Je pense que c’est là où on est, en National 2; ça fait mal de le dire, mais il est complètement utopique de penser qu’un club comme le nôtre puisse de nouveau avoir sa place en Ligue 2, économiquement ce n’est pas envisageable, d’autant qu’avec les obligations en matière de sécurité et d’équipements, nous ne serions pas prêts. Je suis malheureux de le dire mais quand on voit les équipes qui vont remplir la future Ligue 3, en 2024, on n’a plus notre place. Se maintenir en National 2 et être encore là dans deux ans quand il n’y aura plus que trois groupes de 16 serait déjà une belle performance. Je sais que je vais décevoir des gens en disant cela mais je veux être honnête avec moi-même : c’est juste mon ressenti.

Textes : Anthony BOYER / Mail : aboyer@13heuresfoot.fr

Twitter : @BOYERANTHONY06

La fiche technique du match de légende

Clermont – Cuiseaux-Louhans 1-1 (le 10 mai 1986)
Stade Marcel-Michelin, à Clermont-Ferrand.
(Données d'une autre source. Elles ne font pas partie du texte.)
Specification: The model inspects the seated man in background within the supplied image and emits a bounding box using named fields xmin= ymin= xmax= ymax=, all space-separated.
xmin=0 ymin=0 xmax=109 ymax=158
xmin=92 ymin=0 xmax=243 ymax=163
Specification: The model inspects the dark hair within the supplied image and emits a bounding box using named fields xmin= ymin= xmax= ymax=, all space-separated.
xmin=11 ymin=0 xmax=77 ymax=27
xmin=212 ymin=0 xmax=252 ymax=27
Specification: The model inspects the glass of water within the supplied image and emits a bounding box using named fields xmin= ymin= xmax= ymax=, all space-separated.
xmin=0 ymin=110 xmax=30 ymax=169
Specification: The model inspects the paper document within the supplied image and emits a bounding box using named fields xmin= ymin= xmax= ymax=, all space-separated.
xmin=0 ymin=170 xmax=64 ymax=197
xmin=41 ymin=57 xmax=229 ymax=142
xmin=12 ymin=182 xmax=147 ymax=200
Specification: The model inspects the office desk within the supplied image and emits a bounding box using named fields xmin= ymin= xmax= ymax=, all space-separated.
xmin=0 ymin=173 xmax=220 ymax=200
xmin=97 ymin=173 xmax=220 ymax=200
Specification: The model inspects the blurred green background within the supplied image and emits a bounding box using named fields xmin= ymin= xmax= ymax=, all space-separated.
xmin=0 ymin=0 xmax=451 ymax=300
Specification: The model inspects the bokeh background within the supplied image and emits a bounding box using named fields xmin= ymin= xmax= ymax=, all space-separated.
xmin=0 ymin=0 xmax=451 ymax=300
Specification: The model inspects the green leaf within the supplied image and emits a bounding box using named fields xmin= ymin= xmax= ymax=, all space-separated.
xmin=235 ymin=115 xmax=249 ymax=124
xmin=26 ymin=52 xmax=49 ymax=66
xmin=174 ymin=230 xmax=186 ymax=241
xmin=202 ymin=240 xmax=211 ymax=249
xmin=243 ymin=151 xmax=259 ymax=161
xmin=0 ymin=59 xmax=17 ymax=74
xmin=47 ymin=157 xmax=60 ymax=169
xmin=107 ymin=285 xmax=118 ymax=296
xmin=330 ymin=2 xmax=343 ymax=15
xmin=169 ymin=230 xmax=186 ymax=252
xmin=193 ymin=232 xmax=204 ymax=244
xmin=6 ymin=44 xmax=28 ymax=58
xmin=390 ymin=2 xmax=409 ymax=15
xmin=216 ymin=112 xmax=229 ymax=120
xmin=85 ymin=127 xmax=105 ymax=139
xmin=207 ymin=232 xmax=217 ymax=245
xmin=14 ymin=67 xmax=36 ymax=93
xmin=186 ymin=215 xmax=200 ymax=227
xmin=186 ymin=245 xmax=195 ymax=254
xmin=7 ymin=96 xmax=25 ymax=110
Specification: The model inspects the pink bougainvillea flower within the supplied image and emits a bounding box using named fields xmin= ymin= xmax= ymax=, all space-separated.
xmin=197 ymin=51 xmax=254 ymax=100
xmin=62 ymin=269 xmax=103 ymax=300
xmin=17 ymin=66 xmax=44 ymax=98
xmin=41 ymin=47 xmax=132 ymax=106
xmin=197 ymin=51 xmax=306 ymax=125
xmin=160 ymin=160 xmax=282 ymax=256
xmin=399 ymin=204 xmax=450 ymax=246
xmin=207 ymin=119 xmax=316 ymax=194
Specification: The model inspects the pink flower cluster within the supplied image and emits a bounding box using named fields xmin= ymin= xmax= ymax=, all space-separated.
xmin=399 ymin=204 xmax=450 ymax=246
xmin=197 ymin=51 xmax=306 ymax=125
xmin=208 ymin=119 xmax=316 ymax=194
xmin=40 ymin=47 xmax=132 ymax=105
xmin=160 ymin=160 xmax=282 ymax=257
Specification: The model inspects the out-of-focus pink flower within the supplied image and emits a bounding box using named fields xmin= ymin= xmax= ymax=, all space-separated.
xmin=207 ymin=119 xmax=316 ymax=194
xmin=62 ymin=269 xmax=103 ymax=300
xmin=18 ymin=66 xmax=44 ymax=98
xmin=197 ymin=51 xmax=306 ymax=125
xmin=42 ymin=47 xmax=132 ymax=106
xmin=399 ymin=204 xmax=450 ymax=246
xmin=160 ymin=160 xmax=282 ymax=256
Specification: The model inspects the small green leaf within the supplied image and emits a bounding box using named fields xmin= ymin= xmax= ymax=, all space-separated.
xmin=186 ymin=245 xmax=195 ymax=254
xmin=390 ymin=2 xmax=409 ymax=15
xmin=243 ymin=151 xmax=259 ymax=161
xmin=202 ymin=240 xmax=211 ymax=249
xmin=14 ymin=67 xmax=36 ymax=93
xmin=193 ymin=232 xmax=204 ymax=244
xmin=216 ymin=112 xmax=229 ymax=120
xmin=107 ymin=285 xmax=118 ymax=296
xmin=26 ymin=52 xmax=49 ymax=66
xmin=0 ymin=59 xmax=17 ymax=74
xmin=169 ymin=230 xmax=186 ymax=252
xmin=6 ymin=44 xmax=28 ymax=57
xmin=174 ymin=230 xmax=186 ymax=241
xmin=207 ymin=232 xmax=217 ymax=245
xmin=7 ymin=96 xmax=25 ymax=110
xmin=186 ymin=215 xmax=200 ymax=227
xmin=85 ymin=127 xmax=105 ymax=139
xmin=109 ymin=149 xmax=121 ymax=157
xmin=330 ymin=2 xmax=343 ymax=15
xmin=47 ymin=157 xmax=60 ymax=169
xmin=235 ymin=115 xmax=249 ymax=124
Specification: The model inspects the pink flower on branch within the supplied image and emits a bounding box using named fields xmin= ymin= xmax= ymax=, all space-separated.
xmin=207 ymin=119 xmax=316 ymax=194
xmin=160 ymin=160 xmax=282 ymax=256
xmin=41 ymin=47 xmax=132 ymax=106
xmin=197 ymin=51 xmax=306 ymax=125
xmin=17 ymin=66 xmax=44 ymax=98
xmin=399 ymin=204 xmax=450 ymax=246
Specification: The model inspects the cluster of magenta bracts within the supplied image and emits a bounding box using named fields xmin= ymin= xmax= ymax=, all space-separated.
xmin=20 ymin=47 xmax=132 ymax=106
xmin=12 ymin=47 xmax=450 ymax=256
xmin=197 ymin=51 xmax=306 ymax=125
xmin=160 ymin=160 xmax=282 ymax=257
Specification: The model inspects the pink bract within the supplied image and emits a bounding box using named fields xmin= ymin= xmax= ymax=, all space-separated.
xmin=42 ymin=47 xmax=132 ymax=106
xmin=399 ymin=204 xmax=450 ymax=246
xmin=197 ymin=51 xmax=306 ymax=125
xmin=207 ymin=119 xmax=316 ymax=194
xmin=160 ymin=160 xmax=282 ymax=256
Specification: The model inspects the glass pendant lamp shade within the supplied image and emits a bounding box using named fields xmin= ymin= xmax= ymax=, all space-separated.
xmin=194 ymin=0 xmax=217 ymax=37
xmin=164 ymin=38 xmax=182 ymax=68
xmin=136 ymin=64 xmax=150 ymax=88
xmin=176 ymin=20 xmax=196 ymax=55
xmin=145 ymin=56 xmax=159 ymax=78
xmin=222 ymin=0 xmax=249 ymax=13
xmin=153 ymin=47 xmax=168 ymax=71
Bon terrain. Recette : 213 351 Francs. 10 686 spectateurs. Arbitre : M. Dezayas.
Buts. – Clermont : Bielicki (49′); – Cuiseaux-Louhans : Zemb (54′)
CLERMONT : Ricart – Fabry, Trefont, Camian, Collado – Bielicki, Chiesa, Grumelion – Cabrai, Affaire, Rodriguez (Gedrzezack 58′). Entr : Vernay
CUISEAUX-LOUHANS : Mattielo – Corian, Moretto, David, Badajoz – JL Jacquinot, D. Jacquinot, Stankovic – Hamimi, Zemb, Tournay. Entraineur ; Le Lamer.